Chuckie Fick very quietly put together a terrific season for the River Bandits, posting a 3.17 ERA over 20 games. I recently had the chance to catch up with Chuckie for a little Q and A, and he was kind enough to oblige.
How was the 2008 season for you?
The 2008 season was great for me. I accomplished just about everything I set out to do. I always heard that the first full season is the toughest, and at times it was. Overall, it was much better than expected. All the guys I played with this year were great and its nice to have a good group of guys to be around.
Give me a little scouting report on yourself.
I throw a sinker that sits between 85-89 mph. In college it used to top out regularly at 90 and sit at 87-88, but only once this year in my last start did I touch 90 and it usually average around 86-87 this year. I don’t throw a 4-seam and that was something my pitching coach really stressed to me this year for when I move up. I throw a 12-6 curve ball and I can throw it anywhere from about 65 to 72. The slower one early in the count and the harder one late in the count. I primarily use it to left-handed hitters. My slider is more of my out pitch and I throw it about 74-78. I use it most on righties because it sweeps away from them with my lower arm angle. My 4th pitch is my change up which I didn’t throw as much as I’d like to this year. Right now its more of a show me pitch, but late in the season I started to use it more and get some more guys out with it.
Your dad is a scout in the organization, and the Cardinal organization is one that really seems to stress the importance of throwing the two-seamer. Was throwing the sinker something your dad impressed upon you?
Not one bit, my Dad stopped having any influence on what I did when I got to high school. He’s actually been trying to get me to throw more 4 seam fastballs so that my velocity will be better.
Do you feel any additional pressure to prove yourself to those who might say the Cardinals only drafted you because of your father?
I don’t feel the slightest bit of pressure because I know that I belong where I am. Anyone who puts me under a microscope because of who my Father is can continue to do so if they please, they are the ones fretting over it, not me. There were so many nepotism claims when I was drafted and it didn’t and still doesn’t bother me one bit. They were going off my junior year stats and they had a right to be skeptical. That is why they call it scouting though, not mathematics.
Looking at your numbers, you had one of the lowest walk rates of any starting pitcher in the Midwest League. What does that mean to you?

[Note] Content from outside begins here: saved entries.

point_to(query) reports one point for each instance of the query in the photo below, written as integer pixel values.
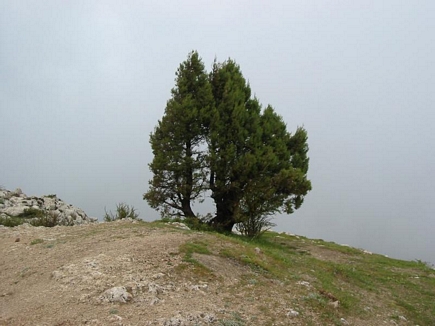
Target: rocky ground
(16, 203)
(134, 273)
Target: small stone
(292, 313)
(334, 304)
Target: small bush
(123, 211)
(11, 221)
(254, 227)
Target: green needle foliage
(178, 141)
(214, 137)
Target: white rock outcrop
(15, 203)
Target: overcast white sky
(83, 83)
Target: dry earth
(129, 273)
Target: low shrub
(123, 211)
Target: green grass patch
(36, 241)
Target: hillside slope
(137, 273)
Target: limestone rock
(116, 294)
(15, 203)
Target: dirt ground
(112, 273)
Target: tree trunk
(187, 209)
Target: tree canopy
(215, 138)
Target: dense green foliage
(214, 137)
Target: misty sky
(83, 83)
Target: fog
(83, 83)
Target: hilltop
(138, 273)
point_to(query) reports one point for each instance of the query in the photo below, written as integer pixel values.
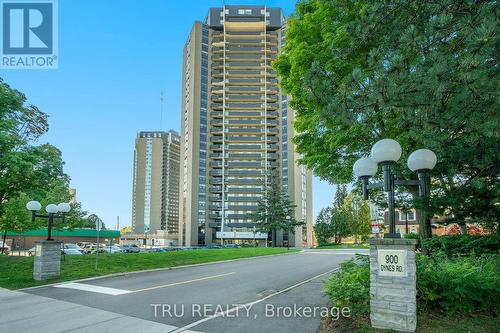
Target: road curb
(155, 270)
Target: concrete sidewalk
(22, 312)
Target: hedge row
(448, 284)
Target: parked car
(5, 247)
(131, 248)
(71, 252)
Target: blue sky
(115, 57)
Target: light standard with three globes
(52, 210)
(387, 152)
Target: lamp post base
(47, 260)
(392, 235)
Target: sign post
(393, 291)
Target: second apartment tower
(236, 128)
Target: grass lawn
(344, 246)
(17, 272)
(426, 323)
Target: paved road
(236, 296)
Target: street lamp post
(47, 263)
(254, 231)
(387, 152)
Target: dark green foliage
(460, 245)
(275, 210)
(424, 73)
(451, 285)
(458, 285)
(350, 287)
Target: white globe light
(63, 207)
(365, 166)
(422, 159)
(51, 209)
(33, 206)
(386, 150)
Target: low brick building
(27, 239)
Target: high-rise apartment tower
(236, 128)
(155, 197)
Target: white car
(113, 249)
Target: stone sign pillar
(393, 291)
(47, 260)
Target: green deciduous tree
(357, 213)
(275, 210)
(323, 227)
(28, 171)
(424, 73)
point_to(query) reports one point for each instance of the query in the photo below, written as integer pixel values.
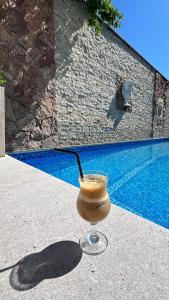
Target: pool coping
(38, 210)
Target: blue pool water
(138, 173)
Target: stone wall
(27, 59)
(67, 90)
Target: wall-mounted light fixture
(126, 92)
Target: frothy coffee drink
(93, 203)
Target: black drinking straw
(77, 157)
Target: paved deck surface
(38, 211)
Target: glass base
(93, 243)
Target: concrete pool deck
(38, 211)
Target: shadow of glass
(54, 261)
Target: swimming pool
(138, 173)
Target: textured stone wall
(89, 72)
(27, 59)
(161, 110)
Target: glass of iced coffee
(93, 205)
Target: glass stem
(93, 237)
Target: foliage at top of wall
(103, 10)
(2, 80)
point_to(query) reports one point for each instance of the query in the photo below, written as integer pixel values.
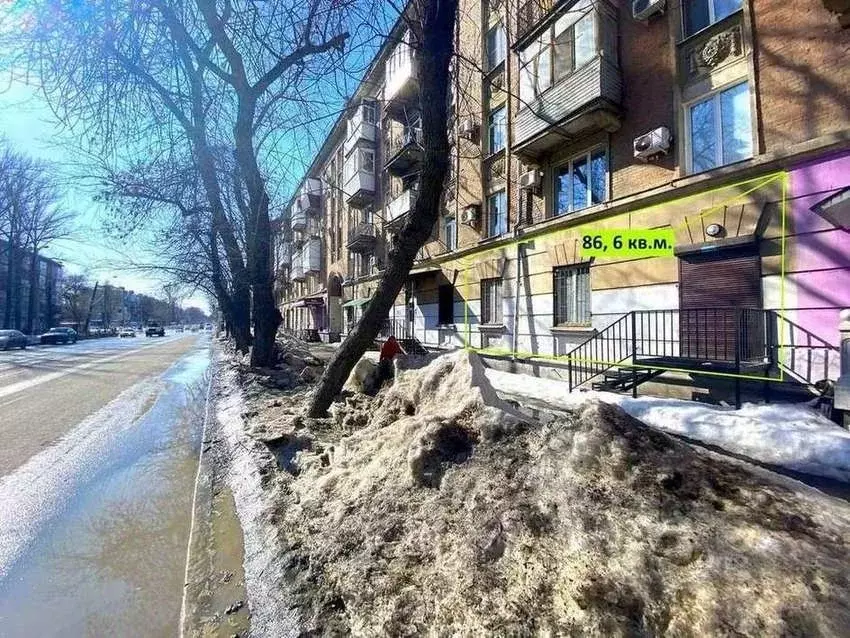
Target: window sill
(491, 327)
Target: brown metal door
(716, 290)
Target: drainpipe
(841, 400)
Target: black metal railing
(397, 328)
(731, 339)
(803, 354)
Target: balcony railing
(360, 189)
(362, 238)
(402, 204)
(404, 151)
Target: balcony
(401, 88)
(360, 189)
(298, 219)
(361, 238)
(298, 273)
(360, 132)
(401, 205)
(583, 103)
(311, 255)
(404, 152)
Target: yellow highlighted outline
(761, 181)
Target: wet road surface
(96, 480)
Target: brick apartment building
(726, 121)
(29, 303)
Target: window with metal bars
(572, 295)
(491, 301)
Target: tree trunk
(33, 298)
(10, 284)
(91, 307)
(266, 317)
(433, 23)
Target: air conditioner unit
(468, 129)
(656, 142)
(529, 180)
(470, 214)
(645, 9)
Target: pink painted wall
(819, 267)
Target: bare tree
(432, 24)
(141, 78)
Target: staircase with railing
(743, 342)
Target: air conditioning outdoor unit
(468, 129)
(645, 9)
(470, 214)
(656, 142)
(529, 180)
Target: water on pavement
(93, 531)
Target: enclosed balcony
(360, 177)
(312, 255)
(361, 128)
(401, 88)
(404, 151)
(361, 238)
(298, 273)
(401, 205)
(581, 91)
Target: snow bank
(788, 435)
(444, 512)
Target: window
(368, 109)
(572, 295)
(450, 232)
(581, 182)
(497, 214)
(496, 46)
(720, 129)
(446, 305)
(701, 13)
(496, 130)
(567, 45)
(491, 301)
(367, 160)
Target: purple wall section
(819, 263)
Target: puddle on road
(112, 561)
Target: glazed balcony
(401, 205)
(362, 238)
(404, 152)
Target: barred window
(572, 295)
(491, 301)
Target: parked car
(59, 335)
(154, 329)
(12, 339)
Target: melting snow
(788, 435)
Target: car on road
(12, 339)
(154, 329)
(59, 335)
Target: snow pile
(788, 435)
(447, 513)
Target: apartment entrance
(719, 298)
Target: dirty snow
(788, 435)
(436, 509)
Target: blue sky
(28, 125)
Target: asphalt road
(47, 390)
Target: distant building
(29, 303)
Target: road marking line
(195, 500)
(52, 376)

It means a lot to me actually. That was one of the things my Dad did influence me on, was throwing strike one. Walking guys became a pet peeve of mine and was something I really prided myself on not issuing any. All year Ace Adams, our pitching coach, just kept telling me to throw my sinker and let guys get themselves out in one pitch, and that’s what I did. Getting ahead and throwing strikes down in the zone allowed me to work deeper into games, and that is what a starter is supposed to go out and do.
How different do you feel on the mound when you’re in a groove?
Being in a groove is the biggest key for me. I tend to work extremely fast and so if I am getting lots of outs, everything works like clockwork. When in a groove, anyone who steps up to the plate in my mind, is already out. I watch him walk up to the plate and usually wait for him to get in the box and then I come right at him.
How about when you’re struggling?
If you ask any pitcher or baseball player in general, when you are struggling, the game speeds up. I usually just step off the dirt on the mound, take a deep breath, and slow things down. I’m the pitcher and I will control the speed of this game. The one thing I learned in college was to “keep it small”. I try to keep it small. Whether it be one run or three runs. Sometimes when the bases are loaded and nobody is out, three runs isn’t all that bad. If they get three, then that is all they are going to get for the game and after the inning is over, I get myself back into my groove.
Were you able to get to work at all with Brent Strom this past season?
I was able to work with him this year. I fly open with my front side and he spoke with me several time on how to remedy that. Strom is great to have around because he is very knowledgeable and supportive of everyone. Even though he is our mechanics guy, he helps a lot with the mental preparation to pitching. I hope he doesn’t read this and I don’t want to say he is bad luck, but both times when he was in town, I didn’t throw very well. So hopefully I won’t see much of him next year if I’m throwing that day.
Out of all the Midwest League hitters you faced, who was the toughest out?
OK. This is a deep one…When are Pam and Jim finally going to tie the knot?
I honestly don’t know. It has been driving me crazy. At this rate Dwight has a better shot of getting married than Jim does. Just do it already and invite Michael to the wedding and let him make a speech.
Thanks to Chuckie for his time and answers, and best of luck to him as he moves up the ladder next year.